Judul  : Girls in the Dark

Penulis : Akiyoshi Rikako

Penerbit, Tahun terbit : diterjemahkan oleh Penerbit Haru, Juli 2021

Jenis Buku : Novel, J-lit

Genre : Misteri, Psikologi

Tebal buku : 288 hlm, 19 cm

 

Pembukaan untuk review novel kali ini. Hai, aku kembali dengan review novel baru. Semenjak baca satu novel Akiyoshi Rikako, ternyata ketagihan dengan novel-novel lainnya. Mskipun termasuk novel misteri yang ringan, tapi twist nya menyenangkan untuk dibaca. Nah, kali ini aku mereview novel Akiyoshi berjudul Girls in the Dark. Pada kahirnya beli novel ini karena beberapa kali baca rekomendasi, ini termasuk novel Akiyoshi yang seru untuk dibaca. Oh, aku juga beli novel Akiyoshi yang lain. Nanti juga akan kubuat reviewnya. Oke, mari kita mulai reviewnya.

Mulai dari cover-nya, dengan warna merah, hitam, dan putih yang berpadu. Menampilkan kesan misteri pada sosok gadis dengan leher dan tangan berdarah sedang duduk dengan tatapan kosong, sambil menggenggam bunga lily putih. Setting dari sampul novel ini menggambarkan tempat ‘sakral’ para tokoh. Sebuah tempat perkumpulan Klub Sastra yang disebut salon, mengambi istilah bahasa Perancis.

Memasuki ke ceritanya, ternyata novel ini memiliki metode penceritaan yang unik. Jujur saja, baru kali ini membaca novel dengan model kumpulan cerpen, yang saling berkaitan, juga dengan sudut pandang masing-masing tokoh. Hebatnya, Akiyoshi Rikako berhasil membuat masing-masing cerpen terasa berbeda, dari gaya bahasa, penyampaian cerita hingga emosi di setiap cerpennya.

Emosi pembaca dimainkan dengan cara yang unik. Dibuat bertanya-tanya siapa sebenarnya pembunuh Itsumi, Ketua Klub Sastra tersebut. Dalam setiap cerpen itu bisa dirasakan, ketegangan dari masing-masing anggota Klub Sastra. Sejak kematian Itsumi, membuat mereka terkejut, ingga saling tuduh. Masing-masing cerpen yang ditulis dan diceritakan para tokoh, memuat petunjuk-petunjuk yang belum jelas. Namun ternyata disebar dengan baik oleh Akiyoshi.
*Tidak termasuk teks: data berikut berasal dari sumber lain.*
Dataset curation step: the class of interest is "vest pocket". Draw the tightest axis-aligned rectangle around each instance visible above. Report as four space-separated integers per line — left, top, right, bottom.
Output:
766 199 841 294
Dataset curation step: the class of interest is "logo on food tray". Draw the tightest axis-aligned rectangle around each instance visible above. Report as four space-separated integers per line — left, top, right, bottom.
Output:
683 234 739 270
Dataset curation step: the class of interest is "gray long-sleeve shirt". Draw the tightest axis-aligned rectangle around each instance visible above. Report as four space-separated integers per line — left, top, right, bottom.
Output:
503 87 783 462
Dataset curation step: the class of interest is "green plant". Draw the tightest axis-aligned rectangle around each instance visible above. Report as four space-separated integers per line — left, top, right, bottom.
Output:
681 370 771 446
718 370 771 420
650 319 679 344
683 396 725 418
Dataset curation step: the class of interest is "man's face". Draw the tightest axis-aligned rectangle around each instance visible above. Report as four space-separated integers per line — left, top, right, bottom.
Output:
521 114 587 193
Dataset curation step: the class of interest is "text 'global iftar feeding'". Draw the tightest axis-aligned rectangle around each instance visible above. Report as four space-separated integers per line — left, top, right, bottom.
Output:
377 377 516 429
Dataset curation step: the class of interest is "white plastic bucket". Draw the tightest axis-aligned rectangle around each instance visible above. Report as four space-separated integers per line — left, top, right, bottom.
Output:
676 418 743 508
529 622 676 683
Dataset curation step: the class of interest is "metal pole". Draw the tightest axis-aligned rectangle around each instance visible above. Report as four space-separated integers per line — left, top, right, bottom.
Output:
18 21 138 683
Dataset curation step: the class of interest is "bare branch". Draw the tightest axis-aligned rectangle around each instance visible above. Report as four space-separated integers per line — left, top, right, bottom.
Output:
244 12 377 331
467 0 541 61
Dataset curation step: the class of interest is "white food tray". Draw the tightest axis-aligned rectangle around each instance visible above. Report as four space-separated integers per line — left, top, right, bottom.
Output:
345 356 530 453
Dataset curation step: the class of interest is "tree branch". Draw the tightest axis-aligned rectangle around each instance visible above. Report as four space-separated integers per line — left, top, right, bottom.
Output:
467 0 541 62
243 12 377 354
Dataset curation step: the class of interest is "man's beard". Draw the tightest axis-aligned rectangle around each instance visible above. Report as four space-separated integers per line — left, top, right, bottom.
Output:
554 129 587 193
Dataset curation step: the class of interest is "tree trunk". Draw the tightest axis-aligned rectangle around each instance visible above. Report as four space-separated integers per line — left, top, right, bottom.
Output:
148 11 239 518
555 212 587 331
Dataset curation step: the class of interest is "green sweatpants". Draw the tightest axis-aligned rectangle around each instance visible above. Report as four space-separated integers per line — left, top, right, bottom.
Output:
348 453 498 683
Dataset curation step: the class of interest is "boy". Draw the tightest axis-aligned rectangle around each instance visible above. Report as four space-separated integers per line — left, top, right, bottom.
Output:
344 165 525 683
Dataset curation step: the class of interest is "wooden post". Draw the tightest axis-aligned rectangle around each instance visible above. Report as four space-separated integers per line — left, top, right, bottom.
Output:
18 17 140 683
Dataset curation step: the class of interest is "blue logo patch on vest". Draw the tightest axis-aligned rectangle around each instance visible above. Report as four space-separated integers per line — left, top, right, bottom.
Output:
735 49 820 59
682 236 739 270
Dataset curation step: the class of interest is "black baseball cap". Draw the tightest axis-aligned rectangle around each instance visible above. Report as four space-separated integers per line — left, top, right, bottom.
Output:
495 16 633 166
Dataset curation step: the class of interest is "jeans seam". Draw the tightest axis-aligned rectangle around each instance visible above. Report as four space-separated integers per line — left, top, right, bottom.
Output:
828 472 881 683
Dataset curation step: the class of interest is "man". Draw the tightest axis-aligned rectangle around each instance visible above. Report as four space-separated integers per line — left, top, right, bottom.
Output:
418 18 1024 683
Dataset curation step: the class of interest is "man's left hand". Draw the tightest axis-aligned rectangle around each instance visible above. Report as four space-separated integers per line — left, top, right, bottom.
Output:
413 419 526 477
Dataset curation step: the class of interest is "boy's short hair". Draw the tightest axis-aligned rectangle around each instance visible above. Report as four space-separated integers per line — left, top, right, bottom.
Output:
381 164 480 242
Petunjuk itu diphami masing-masing tokoh dengan sangat berbeda, hingga membuat mereka membuat spekulasi-spekulasi yang dari aneh hingga menyeramkan.

Semua itu dijahit dengan indah oleh Akiyoshi, menjadi kesatuan cerita yang unik. Persaingan, konflik, rasa iri, rahasia gelap masing-masing tokoh dan keinginan tersembunyi dua tokoh besar dalam novel ini.
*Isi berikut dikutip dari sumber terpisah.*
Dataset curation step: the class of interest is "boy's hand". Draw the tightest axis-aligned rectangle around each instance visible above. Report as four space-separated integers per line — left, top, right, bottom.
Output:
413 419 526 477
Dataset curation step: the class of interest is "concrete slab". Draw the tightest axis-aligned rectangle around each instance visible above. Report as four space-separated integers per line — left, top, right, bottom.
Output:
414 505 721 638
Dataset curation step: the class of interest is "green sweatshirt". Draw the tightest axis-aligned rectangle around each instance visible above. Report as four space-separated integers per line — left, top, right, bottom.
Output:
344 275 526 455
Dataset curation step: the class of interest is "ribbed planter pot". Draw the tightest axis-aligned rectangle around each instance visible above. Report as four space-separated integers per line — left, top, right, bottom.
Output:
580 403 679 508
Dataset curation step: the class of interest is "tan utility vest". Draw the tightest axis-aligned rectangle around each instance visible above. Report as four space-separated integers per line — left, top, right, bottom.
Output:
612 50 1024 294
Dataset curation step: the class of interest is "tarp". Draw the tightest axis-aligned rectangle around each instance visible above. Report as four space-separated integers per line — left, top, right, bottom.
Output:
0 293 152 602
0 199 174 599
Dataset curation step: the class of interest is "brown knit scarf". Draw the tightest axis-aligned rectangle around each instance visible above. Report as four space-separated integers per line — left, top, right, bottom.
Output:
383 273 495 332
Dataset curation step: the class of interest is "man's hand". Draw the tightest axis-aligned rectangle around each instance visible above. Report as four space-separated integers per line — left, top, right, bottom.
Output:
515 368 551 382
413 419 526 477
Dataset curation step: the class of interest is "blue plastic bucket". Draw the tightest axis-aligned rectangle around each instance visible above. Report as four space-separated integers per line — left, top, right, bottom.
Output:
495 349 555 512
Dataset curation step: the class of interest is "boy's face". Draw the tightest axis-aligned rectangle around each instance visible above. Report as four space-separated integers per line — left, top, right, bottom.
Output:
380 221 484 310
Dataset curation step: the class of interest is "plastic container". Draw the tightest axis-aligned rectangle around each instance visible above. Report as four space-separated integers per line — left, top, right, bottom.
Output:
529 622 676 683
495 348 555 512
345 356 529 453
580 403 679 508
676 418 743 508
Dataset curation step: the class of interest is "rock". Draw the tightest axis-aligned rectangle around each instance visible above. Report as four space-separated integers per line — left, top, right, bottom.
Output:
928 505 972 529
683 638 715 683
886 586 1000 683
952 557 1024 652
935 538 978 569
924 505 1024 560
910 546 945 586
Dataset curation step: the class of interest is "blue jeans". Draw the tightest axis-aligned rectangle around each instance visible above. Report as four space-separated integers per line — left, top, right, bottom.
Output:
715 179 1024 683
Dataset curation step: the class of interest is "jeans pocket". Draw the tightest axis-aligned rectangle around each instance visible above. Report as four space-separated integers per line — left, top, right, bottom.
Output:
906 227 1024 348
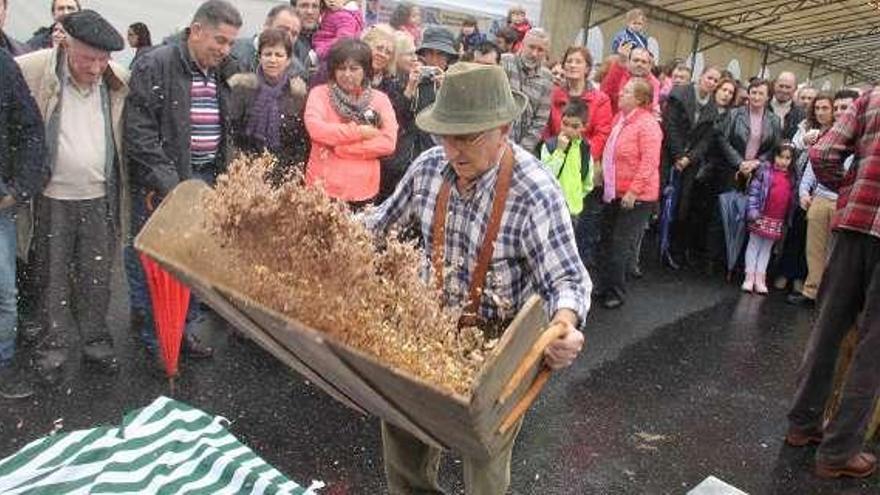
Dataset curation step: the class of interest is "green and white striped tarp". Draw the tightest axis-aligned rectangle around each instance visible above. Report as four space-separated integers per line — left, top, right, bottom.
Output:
0 397 323 495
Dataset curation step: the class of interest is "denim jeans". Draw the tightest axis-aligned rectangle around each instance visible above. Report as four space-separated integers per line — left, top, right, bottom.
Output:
124 173 216 351
0 207 18 367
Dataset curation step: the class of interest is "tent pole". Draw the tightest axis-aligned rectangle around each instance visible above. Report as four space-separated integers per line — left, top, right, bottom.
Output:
691 23 703 70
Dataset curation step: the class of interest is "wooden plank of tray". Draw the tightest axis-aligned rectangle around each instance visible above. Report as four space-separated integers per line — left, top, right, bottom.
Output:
471 296 547 445
135 181 367 414
232 296 443 448
135 181 442 454
331 297 546 459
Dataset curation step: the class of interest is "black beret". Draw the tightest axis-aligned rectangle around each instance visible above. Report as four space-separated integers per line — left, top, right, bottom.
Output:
61 10 125 52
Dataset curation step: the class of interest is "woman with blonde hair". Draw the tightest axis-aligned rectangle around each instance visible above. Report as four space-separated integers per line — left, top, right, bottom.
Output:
362 24 419 204
394 31 419 74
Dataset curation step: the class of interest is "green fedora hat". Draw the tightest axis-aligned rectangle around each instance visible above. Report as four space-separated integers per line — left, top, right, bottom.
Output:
416 62 528 136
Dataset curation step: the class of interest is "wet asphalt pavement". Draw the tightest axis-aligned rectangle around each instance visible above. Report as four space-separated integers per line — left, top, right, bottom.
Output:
0 252 880 495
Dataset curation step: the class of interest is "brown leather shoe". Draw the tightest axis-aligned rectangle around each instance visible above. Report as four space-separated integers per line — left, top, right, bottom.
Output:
785 426 822 447
816 452 877 478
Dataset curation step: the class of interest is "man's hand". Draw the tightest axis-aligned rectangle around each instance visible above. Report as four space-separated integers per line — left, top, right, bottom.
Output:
620 191 636 210
544 309 584 370
0 194 15 210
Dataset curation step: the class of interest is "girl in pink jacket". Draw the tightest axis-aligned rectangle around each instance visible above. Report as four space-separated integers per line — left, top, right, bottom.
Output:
304 39 397 208
312 0 364 62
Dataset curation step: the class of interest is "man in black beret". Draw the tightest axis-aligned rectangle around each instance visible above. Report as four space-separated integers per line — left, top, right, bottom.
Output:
0 48 48 399
18 10 129 384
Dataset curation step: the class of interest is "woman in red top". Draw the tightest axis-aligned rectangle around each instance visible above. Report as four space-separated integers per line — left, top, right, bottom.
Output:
596 77 663 309
544 46 613 160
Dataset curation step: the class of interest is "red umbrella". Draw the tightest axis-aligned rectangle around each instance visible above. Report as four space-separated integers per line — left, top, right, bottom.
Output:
141 253 189 392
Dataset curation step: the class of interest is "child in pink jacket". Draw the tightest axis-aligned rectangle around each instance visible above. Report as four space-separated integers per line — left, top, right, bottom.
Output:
312 0 364 62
Memasuki review yang menyinggung spoiler, harap bagi yang belum membaca novelnya, untuk tidak melanjutkan membaca review ini.

Jadi, pada bab 7 dan bab 8, saat pembacaan cerpen dari Itsumi oleh Sayuri, kita akan dibuat terkejut. Cerpen dari Itsumi yang dibacakan Sayuri benar-benar baru, di dapatkan langsung dari Itsumi pagi sebelum yami-nabe. Padahal, Itsumi sudah meninggal seminggu yang lalu kan? Bagaimana bisa? Nah, saat pembacaan cerpen itu juga menjadi pengungkapan yang mengejutkan, satu persatu dibongkar. Sebuah kenyataan pahit jalinan hubungan anggota Klub Sastra, yang sering membuat siswi SMA Putri Santa Maria iri. Ya, kemewahan dan keanggunan Klub Sastra itu hanya kedok, kastil yang dibangun Itsumi yang kemudian diisi dengan orang-orang pilihannya. Untuk apa? Itu semua adalah keinginan Itsumi, yang dasar alasannya ternyata, gila… nanti spoilernya kebanyakan.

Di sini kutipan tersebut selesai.